While U.S. and Iranian officials have both stated that the missile test did not violate the terms of the 2015 nuclear deal, the U.S. contends that it did violate a side agreement governing conventional weapons.
On Friday, the U.S. State Department released a statement saying that it believed the test was “inconsistent with UN Security Council Resolution 2231.”
That resolution, which replaced an outright prohibition on missile tests, used language calling upon Iran “not to undertake any activity related to ballistic missiles designed to be capable of delivering nuclear weapons, including launches using such ballistic missile technology,” as The Two-Way reported.
National Security Adviser Mike Flynn said a day later that former President Barack Obama had gone too easy on Iran, but that “as of today, we are officially putting Iran on notice.”
Flynn also listed the administration’s grievances with Tehran, including its test of a ballistic missile and what he said were attacks by proxy forces in Yemen on U.S. and Middle Eastern ships, as we reported.
One of the incidents he appeared to be referring to occurred in October 2016, when U.S. Navy ships off Yemen’s southwestern coast came under missile attacks twice in four days.
According to the Pentagon, the missiles came from an area controlled by Houthi forces, who are fighting against the government of Yemen and who the U.S. government says are backed by the Iranian government, which is supplying weapons to the rebel group.

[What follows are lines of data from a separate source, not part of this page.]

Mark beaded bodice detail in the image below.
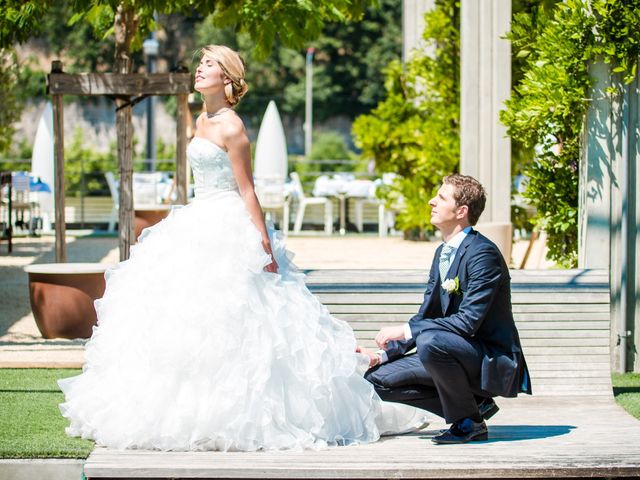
[187,137,238,198]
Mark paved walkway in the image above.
[0,232,549,368]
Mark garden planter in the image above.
[24,263,109,338]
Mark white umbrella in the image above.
[31,102,54,231]
[253,100,287,182]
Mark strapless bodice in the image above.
[187,137,238,198]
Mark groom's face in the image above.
[429,183,466,229]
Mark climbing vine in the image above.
[501,0,640,267]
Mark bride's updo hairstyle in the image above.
[200,45,249,106]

But it was unclear who ordered October’s missile launches, as NPR’s Philip Ewing reported. Houthi leaders denied the attacks, and Tehran has denied U.S. accusations that Iran is supporting Houthi forces. Nonetheless, the U.S. carried out airstrikes against what the Pentagon said were radar installations in Houthi-controlled areas.
In December, Congress extended U.S. sanctions against Iran originally imposed in 1996 until 2026.